Looks Bright: Handmade jewelry, accessories find niche
Published 12:12 am Saturday, July 25, 2015
DESTREHAN — Justice Waite, 18, is following her creative passions, hoping it will lead to a career.
Through the help of the River Region Chamber of Commerce’s Young Entrepreneurs Academy (YEA!), the young business owner has grown her business, Silly Sweet Shop, into a thriving venture.
Yeah! helps eligible students in grades sixth through 12th launch a real business over the course of an academic year. By the end of the class, students own and operate fully-formed and functioning businesses, which may be carried on after graduation.
As founder of Silly Sweet Shop, Waite presented her business plan to an investor panel at the culmination of the program in May. She moved on to the regional competition and competed against 60 other YEA! participants from around the nation.

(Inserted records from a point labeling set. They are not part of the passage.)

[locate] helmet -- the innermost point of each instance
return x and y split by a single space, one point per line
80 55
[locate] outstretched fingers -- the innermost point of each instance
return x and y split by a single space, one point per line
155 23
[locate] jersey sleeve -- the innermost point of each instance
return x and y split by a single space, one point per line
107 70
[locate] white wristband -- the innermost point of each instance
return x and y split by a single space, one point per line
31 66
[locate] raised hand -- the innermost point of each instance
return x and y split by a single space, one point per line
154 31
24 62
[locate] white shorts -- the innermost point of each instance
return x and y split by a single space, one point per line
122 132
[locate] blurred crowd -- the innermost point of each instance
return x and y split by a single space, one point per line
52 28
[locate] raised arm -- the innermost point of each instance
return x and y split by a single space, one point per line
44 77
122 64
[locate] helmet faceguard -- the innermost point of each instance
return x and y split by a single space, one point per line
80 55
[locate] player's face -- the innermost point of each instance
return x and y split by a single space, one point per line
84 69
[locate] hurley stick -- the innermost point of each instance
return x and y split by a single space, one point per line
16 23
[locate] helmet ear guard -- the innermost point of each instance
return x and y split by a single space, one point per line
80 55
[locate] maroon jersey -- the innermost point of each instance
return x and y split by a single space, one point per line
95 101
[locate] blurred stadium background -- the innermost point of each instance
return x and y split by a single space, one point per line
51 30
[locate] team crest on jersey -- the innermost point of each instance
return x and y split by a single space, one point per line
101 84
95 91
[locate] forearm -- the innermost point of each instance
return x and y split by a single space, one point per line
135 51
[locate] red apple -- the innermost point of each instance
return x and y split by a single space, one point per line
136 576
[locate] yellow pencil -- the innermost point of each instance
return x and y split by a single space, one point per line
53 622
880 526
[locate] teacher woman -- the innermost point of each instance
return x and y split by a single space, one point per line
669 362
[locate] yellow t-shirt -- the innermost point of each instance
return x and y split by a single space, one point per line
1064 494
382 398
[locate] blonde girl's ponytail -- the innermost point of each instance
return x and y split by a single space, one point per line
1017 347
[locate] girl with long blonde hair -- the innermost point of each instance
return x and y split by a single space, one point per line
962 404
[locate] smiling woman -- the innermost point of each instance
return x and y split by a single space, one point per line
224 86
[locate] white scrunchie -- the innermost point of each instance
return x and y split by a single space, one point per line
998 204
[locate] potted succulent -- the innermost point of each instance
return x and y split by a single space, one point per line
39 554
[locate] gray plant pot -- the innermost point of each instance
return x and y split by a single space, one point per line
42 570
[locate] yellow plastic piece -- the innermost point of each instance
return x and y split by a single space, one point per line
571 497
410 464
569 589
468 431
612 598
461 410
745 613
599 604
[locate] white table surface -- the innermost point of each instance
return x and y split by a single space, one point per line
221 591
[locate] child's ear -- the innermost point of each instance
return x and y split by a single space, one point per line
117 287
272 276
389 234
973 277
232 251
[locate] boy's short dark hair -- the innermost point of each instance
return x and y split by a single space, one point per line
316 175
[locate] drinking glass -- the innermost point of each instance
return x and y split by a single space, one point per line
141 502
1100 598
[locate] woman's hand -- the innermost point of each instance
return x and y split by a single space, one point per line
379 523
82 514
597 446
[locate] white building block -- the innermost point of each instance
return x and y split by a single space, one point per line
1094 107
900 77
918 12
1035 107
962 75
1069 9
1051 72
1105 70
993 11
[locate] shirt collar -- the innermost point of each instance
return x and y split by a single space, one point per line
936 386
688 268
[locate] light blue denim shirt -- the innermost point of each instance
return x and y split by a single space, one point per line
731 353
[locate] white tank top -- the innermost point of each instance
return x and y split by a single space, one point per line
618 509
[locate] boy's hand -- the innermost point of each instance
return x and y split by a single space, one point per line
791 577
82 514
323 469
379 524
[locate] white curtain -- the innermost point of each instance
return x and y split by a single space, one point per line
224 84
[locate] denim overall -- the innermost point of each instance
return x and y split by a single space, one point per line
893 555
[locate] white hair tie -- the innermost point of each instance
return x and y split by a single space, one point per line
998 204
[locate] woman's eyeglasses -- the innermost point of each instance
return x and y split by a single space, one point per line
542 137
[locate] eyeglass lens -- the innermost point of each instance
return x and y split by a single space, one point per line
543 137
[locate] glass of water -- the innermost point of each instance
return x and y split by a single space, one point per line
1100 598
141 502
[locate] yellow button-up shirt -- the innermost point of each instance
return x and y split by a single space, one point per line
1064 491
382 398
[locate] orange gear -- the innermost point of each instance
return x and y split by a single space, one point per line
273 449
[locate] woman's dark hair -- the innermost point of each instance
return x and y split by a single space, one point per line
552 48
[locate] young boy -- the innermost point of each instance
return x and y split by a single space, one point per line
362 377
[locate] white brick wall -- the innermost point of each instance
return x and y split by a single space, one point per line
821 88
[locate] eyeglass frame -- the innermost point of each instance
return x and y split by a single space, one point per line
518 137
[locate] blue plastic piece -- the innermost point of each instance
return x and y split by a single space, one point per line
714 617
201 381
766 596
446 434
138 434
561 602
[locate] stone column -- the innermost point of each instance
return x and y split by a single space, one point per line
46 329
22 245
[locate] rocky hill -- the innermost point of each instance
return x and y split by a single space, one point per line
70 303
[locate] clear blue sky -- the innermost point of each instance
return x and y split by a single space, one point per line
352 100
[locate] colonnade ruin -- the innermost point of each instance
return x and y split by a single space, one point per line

Silly Sweet Shop sells Waite’s handmade jewelry and accessories influenced by Japanese pop culture fashion. The business is known for the immaculate craftsmanship behind Waite’s designs, especially the necklaces and figure pieces.
The business stems from the young entrepreneur’s passion for art, especially sculpting.
“I taught myself how to sculpt, probably around the age of 13,” Waite said. “It was a lot of trial and error.”
Once she felt confident enough in her skills, the young teen started selling her jewelry at various conventions.
“My grandfather, who is also an artist, is Japanese and instilled the culture in me growing up,” Waite said. “As I got older, I became more interested in the country’s pop culture aspect.”
When a representative from YEA! spoke to her class at Destrehan High School at the beginning of her senior year, Waite knew the program was just what she and her business needed.
“When YEA! first started, I did not know what to expect,” Waite said. “I knew my market, but I needed more help with the business side of things and getting organized.”
Before YEA!, she was shy when talking to customers and giving presentations.
“Above anything else, YEA! gave me self confidence, especially when it came to speaking about my business,” Waite said.
Customers can purchase Waite’s items at etsy.com/shop/sillysweetshop.
The recent high school graduate is confident she understands her market and has the skills and processes down pat to make her items and distribute them in a seamless manner.
Her focus is on advertising and trying to get her jewelry in stores nationwide. She actually has one store in Los Angeles that is interested in her items.
“Before YEA!, I was just doing it all for fun, but once I learned more about the commerce of it all, I realized I could be successful while having fun,” Waite said.
Buddy Boe, chief administrative officer for St. Charles Parish, served as a program instructor, as well as her mentor.
“Justice came to class every week fully prepared with her work, ready to find the next part of her business that needed improvement, and she was even willing to help the other students when they hit a roadblock,” Boe said. “Justice’s personality made it very easy to help her because her optimistic desire to succeed was felt by everyone.”
According to Boe, students learn most big businesses started with a very small idea a long time ago and through proper planning grew into a success.
“The program gives the participating students confidence to expect more of themselves and the knowledge of how they can craft their future instead of just leaving it to chance,” Boe said.
Waite plans on attending The Art Institute of California in Los Angeles where she will continue to study art while maintaining and growing her business.
As for where she sees herself 10 years down the road, Waite said, “one day I would like to see the Silly Sweet Shop be a huge worldwide brand and an icon for Japanese fashion.”